0
votes

We are able to access us-east-1 from our current code, but we cannot access parquet file on us-east-2. Please note "us-east-2" connection, creating datafream works fine on intellij but it gives 400 error when we are trying from spark-shell.

I was trying to make is work on spark shell

/Users/test/Downloads/spark-2.3.3-bin-hadoop2.7/bin/spark-shell --jars /Users/test/Downloads/hadoop-aws-2.7.3.jar,/Users/test/Downloads/aws-java-sdk-1.7.4.jar

val configuration = sc.hadoopConfiguration

configuration.set("fs.s3a.impl.disable.cache", "true");

configuration.set("fs.s3a.impl", "org.apache.hadoop.fs.s3a.S3AFileSystem");

configuration.set("fs.defaultFS", "s3a://parquet-dev");

configuration.set("fs.s3a.endpoint", "s3.us-east-2.amazonaws.com")

configuration.set("fs.s3a.access.key", “xyz");

configuration.set("fs.s3a.secret.key”,"abc");

val fileName = "s3a://xyz:abc@parquet-dev/c000.snappy.parquet"

val df = spark.sqlContext.read.parquet(fileName)

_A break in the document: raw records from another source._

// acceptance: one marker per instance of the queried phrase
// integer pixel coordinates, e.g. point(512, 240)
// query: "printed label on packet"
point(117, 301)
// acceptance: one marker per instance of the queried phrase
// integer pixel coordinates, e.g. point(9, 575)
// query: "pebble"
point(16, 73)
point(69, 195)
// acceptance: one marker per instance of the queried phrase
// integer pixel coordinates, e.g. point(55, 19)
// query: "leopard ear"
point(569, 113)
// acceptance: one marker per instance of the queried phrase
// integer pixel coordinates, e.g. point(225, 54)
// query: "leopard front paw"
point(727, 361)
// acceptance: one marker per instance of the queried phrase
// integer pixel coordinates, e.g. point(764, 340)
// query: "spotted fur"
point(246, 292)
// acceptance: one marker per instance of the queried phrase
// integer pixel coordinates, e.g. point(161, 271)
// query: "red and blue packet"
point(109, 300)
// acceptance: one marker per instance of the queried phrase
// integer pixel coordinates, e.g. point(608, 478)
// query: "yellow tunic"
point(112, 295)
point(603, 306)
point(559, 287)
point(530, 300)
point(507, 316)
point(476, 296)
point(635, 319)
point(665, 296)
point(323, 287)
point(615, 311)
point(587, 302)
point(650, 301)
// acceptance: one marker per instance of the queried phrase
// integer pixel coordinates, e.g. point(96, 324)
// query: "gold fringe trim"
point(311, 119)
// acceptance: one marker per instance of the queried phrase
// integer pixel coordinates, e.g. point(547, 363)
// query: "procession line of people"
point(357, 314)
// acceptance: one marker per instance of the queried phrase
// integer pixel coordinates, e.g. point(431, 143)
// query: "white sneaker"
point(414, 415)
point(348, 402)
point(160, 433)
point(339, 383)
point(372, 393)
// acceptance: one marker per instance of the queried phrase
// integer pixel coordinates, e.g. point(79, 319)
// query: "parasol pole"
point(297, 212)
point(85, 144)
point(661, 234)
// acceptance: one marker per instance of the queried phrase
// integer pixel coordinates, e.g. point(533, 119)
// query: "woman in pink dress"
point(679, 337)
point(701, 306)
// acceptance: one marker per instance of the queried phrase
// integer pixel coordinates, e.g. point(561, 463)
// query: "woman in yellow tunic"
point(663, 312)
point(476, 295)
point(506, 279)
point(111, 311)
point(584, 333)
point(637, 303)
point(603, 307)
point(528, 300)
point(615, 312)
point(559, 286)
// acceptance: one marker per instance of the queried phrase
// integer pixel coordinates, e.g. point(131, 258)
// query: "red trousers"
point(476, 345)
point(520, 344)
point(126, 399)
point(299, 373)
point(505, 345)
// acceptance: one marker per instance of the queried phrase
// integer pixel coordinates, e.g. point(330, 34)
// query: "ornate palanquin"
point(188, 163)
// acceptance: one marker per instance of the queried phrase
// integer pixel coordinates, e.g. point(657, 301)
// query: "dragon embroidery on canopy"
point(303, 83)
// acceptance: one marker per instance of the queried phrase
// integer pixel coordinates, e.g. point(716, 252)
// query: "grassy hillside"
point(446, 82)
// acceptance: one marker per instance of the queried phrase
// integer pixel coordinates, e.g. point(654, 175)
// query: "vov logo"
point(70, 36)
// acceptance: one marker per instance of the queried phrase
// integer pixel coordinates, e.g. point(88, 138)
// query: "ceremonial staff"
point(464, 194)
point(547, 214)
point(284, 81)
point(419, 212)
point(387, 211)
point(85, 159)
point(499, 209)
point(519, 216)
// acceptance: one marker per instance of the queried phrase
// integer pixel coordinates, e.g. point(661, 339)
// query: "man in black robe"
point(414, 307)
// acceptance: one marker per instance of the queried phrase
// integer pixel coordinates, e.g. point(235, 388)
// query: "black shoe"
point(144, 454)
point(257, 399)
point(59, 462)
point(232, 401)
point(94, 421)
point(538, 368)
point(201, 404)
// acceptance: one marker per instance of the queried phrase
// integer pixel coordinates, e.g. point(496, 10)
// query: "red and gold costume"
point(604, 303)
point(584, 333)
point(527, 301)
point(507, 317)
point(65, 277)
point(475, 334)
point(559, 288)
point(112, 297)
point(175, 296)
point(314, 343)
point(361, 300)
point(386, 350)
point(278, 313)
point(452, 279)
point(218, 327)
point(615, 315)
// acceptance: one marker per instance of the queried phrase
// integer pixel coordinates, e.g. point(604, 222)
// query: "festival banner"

com.amazonaws.services.s3.model.AmazonS3Exception: Status Code: 400, AWS Service: Amazon S3, AWS Request ID: asadfas, AWS Error Code: null, AWS Error Message: Bad Request

2

2 Answers

1
votes
  1. fs.s3a.endpoint is the correct option; I've just verified it's in Hadoop 2.7
  2. you shouldn't put the secrets in the filename URL, as they get logged everywhere.
  3. and you shouldn't need to set the fs.defaultFS or fs.s3a.impl values

"Bad Request" is a fairly vague error from amazon, it means some kind of auth problem, without any details. It may be that you need to switch to V4 signing, which can only be done with the hadoop-2.7.x/AWS-1.7.x JARs via JVM properties. Other stack overflow posts cover that topic.

If you are trying to work with S3 through the S3A connector, you would be best off starting by upgrading to Hadoop 2.9 JARs and shaded AWS SDK, or 2.8.x as an absolute minimum. There's been dramatic changes in the hadoop-aws code, and the more current aws SDK makes a big difference too

0
votes

It is simple change but hard to find on AWS docs or any where else

Below are the changes we made (Language-specific code can be done)

spark-shell \
    --master local[4] \
    --driver-memory 2g \
    --conf 'spark.executor.extraJavaOptions=-Dcom.amazonaws.services.s3.enableV4=true' \
    --conf 'spark.driver.extraJavaOptions=-Dcom.amazonaws.services.s3.enableV4=true' \
    --jars aws-java-sdk-1.7.4.jar,hadoop-aws-2.7.7.jar


System.getProperty("com.amazonaws.services.s3.enableV4")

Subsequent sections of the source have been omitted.